Au-delà de l’histoire écrite, il y a une vraie orale inédite. Parties VIII

Dernière mise à jour : 1 déc.


Dugu wa Mulenge : Une Ascension Politique au Cœur des Luttes Identitaires et Électorales des Banyamulenge

En 1983, Dugu a été nommé député par le président Mobutu Sese Seko, une nomination rendue possible grâce à l’intervention de Rwakabuba Shinga, un influent membre du bureau politique du Mouvement Populaire de la Révolution (MPR). Rwakabuba, alors le seul Tutsi autochtone à occuper une position importante dans les hautes sphères du pouvoir après le décès du député Gisararo, a joué un rôle clé dans la promotion de Dugu.

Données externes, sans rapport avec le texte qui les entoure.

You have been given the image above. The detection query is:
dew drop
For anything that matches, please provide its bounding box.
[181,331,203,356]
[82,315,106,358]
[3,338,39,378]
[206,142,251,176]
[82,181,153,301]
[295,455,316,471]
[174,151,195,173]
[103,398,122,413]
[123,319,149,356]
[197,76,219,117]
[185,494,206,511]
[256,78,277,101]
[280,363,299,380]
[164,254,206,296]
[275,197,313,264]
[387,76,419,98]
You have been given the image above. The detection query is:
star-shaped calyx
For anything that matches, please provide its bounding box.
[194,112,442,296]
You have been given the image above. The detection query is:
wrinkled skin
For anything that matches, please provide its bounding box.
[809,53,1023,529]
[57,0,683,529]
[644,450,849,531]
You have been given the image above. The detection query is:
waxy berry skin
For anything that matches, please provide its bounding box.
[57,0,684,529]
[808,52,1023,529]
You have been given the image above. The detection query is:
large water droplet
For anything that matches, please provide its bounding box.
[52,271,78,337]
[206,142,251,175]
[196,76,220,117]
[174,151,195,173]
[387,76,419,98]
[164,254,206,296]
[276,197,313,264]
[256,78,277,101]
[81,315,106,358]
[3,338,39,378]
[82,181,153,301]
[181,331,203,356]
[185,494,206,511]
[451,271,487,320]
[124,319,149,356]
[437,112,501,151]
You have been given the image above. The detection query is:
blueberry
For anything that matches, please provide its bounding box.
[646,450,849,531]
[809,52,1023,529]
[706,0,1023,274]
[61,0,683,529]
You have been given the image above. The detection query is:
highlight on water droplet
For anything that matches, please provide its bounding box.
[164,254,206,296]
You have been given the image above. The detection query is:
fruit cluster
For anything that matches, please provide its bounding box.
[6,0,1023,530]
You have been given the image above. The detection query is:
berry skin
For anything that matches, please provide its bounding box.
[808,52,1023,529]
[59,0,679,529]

Cependant, l'accès au pouvoir pour les Tutsis autochtones n'était pas sans obstacles. En 1982, Mutambo Joseph, et deux autres Tutsis originaires du Nord-Kivu, ont tenté de se présenter comme candidats à la députation nationale. Leur initiative a été rapidement bloquée, leurs dossiers ayant été rejetés en bloc sous le prétexte fallacieux que leur nationalité était douteuse.

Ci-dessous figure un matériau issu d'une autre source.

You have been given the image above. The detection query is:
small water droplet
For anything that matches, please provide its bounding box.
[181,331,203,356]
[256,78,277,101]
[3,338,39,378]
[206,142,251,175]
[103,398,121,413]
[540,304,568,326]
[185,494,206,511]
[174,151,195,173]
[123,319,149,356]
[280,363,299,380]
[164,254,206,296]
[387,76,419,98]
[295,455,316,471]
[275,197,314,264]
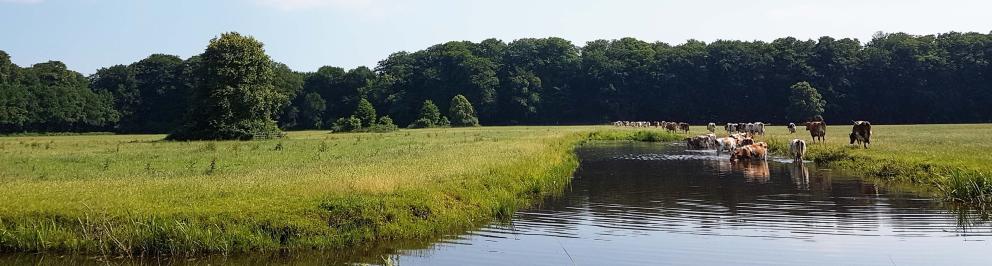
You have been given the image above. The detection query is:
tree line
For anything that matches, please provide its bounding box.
[0,32,992,133]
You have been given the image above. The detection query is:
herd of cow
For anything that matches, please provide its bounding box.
[613,120,871,161]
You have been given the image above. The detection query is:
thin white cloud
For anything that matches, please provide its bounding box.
[0,0,45,5]
[258,0,373,11]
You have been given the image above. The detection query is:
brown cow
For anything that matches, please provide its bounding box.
[806,121,827,143]
[851,121,871,149]
[665,122,678,133]
[679,122,689,134]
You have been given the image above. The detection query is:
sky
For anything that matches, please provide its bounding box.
[0,0,992,74]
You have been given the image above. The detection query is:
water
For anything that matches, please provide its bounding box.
[396,143,992,265]
[0,143,992,265]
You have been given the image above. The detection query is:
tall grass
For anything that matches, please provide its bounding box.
[0,127,643,255]
[752,125,992,209]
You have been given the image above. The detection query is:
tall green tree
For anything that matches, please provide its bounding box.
[448,94,479,127]
[354,98,376,127]
[409,100,450,128]
[787,81,827,120]
[169,32,282,140]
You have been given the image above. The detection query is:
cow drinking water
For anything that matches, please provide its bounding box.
[851,121,871,149]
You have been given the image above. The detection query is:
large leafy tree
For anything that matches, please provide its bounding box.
[448,94,479,127]
[353,98,376,127]
[169,32,282,140]
[787,81,826,120]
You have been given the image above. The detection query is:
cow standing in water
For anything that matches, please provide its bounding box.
[806,121,827,143]
[851,121,871,149]
[789,139,806,162]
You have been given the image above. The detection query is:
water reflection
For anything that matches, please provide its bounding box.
[0,144,992,265]
[400,144,992,265]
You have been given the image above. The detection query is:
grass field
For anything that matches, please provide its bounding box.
[0,125,992,254]
[0,127,673,254]
[752,124,992,206]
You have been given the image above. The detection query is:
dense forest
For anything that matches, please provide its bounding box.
[0,32,992,133]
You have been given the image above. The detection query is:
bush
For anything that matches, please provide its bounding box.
[407,118,434,128]
[448,94,479,127]
[368,116,399,132]
[331,116,362,132]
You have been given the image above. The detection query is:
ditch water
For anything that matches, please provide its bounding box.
[0,143,992,265]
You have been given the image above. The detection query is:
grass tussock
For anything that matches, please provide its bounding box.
[763,125,992,209]
[0,127,628,255]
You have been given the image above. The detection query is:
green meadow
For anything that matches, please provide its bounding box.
[0,125,992,255]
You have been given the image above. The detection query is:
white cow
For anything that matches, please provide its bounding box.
[789,139,806,162]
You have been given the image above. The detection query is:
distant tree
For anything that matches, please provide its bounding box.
[409,100,450,128]
[448,94,479,127]
[354,98,376,127]
[331,116,362,132]
[368,116,399,133]
[169,32,281,140]
[787,81,827,120]
[299,92,327,128]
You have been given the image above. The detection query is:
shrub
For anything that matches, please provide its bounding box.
[448,94,479,127]
[331,116,362,132]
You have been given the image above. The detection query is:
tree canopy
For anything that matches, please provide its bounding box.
[448,94,479,127]
[169,32,285,140]
[787,81,826,121]
[0,32,992,134]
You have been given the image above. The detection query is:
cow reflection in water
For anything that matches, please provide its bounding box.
[788,163,832,191]
[789,162,809,190]
[731,160,771,184]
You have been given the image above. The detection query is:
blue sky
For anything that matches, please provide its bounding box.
[0,0,992,74]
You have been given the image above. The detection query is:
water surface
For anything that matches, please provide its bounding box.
[396,143,992,265]
[0,143,992,265]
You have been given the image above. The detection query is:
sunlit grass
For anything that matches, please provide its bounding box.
[0,125,992,254]
[0,127,673,254]
[748,124,992,207]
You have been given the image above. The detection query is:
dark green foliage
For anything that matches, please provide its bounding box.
[354,98,376,127]
[13,32,992,133]
[90,54,190,133]
[0,59,120,133]
[331,116,362,132]
[169,32,284,140]
[408,100,450,128]
[448,94,479,127]
[787,81,826,121]
[367,116,399,133]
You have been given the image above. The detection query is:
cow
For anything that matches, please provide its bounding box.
[789,139,806,162]
[806,121,827,143]
[737,137,754,147]
[716,137,737,153]
[665,122,678,133]
[730,143,768,162]
[679,122,689,134]
[685,134,716,150]
[851,121,871,149]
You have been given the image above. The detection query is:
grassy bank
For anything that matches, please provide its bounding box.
[752,125,992,206]
[0,127,678,255]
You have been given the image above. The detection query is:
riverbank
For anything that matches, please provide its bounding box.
[0,127,680,255]
[765,124,992,210]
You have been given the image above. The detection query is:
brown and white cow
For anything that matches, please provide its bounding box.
[851,121,871,149]
[679,122,689,134]
[806,121,827,143]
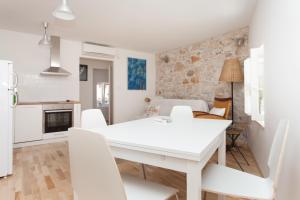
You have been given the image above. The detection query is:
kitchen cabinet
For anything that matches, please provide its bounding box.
[14,105,43,143]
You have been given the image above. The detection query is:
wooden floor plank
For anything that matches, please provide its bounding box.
[0,142,260,200]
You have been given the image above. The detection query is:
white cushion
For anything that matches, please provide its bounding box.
[151,97,209,116]
[209,107,226,117]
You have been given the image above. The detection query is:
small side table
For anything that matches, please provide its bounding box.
[226,123,250,171]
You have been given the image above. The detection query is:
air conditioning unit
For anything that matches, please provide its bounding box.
[82,42,116,58]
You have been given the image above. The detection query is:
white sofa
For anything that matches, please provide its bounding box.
[150,98,209,116]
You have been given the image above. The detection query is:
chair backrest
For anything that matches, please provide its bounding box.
[69,128,126,200]
[81,109,107,129]
[213,97,232,119]
[170,106,194,122]
[268,120,289,188]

Lorsque les candidats sont parvenus à fournir des documents prouvant leur nationalité congolaise, la commission de validation des candidatures a changé d’argument. Elle a prétendu alors que les candidats manquaient de militantisme en faveur des idéaux du MPR, le parti unique au pouvoir. Cette nouvelle justification, subjective et basée sur une appréciation personnelle, a rendu toute contestation presque impossible, fermant ainsi la porte à leur candidature.

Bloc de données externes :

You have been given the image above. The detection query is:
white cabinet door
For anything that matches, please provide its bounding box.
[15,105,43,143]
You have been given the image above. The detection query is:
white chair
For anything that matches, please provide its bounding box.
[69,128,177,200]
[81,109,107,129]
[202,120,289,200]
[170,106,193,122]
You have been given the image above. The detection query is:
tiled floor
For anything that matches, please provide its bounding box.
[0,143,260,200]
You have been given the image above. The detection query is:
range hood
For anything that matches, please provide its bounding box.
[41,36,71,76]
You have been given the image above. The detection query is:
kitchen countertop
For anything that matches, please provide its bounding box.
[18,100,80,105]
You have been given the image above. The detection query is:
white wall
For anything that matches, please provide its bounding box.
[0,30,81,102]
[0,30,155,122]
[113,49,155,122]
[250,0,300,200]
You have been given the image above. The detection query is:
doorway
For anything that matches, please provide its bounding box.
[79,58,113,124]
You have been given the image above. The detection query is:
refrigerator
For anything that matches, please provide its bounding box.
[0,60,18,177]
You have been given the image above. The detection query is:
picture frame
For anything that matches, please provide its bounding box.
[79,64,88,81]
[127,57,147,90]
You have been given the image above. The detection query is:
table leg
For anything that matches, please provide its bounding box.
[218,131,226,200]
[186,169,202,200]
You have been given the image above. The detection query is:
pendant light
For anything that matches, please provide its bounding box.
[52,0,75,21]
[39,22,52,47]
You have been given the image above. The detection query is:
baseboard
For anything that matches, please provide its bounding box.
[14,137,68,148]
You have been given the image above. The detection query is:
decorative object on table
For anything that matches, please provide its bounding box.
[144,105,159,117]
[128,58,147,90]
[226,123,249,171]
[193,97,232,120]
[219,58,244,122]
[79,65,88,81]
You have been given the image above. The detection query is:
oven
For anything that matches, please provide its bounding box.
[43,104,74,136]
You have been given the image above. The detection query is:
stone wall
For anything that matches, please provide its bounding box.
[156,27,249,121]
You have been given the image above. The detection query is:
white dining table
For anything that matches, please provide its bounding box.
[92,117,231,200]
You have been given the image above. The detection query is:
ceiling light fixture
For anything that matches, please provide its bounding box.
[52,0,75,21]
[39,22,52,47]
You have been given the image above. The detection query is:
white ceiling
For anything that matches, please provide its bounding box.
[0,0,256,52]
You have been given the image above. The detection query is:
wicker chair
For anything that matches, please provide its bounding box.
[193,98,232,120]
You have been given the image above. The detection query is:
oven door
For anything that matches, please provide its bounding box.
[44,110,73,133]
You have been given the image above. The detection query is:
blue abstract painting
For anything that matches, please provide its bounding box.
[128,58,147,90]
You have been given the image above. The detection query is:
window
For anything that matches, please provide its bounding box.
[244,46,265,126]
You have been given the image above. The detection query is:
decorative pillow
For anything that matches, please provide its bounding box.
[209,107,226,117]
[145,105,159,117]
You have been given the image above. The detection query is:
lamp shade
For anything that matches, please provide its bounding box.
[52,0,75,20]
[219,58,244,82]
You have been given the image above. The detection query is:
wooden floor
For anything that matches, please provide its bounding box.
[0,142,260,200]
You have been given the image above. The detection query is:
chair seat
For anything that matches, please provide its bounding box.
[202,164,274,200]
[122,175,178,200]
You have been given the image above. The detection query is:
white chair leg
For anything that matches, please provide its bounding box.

Cette manœuvre a illustré les nombreux obstacles bureaucratiques et politiques auxquels les Tutsis autochtones étaient confrontés, même lorsqu’ils avaient rempli les critères officiels, et a mis en lumière les pratiques discriminatoires systémiques qui dominaient à cette époque et continuent jusqu’à présent.

La tension et l’inquiétude au sein de la communauté Tutsi avaient atteint un niveau critique. Qu’ils soient autochtones ou réfugiés, tous se sont sentis systématiquement marginalisés dans la gestion des affaires publiques à cause de leur appartenance ethnique. Cette marginalisation s’est accentuée sous la pression constante des députés originaires du Grand Kivu. Même M. Bisengimana Barthélemy, autrefois un directeur de cabinet influent auprès du président Mobutu, a perdu peu à peu sa capacité à intervenir efficacement pour défendre ses intérêts et ceux des Tutsi en général.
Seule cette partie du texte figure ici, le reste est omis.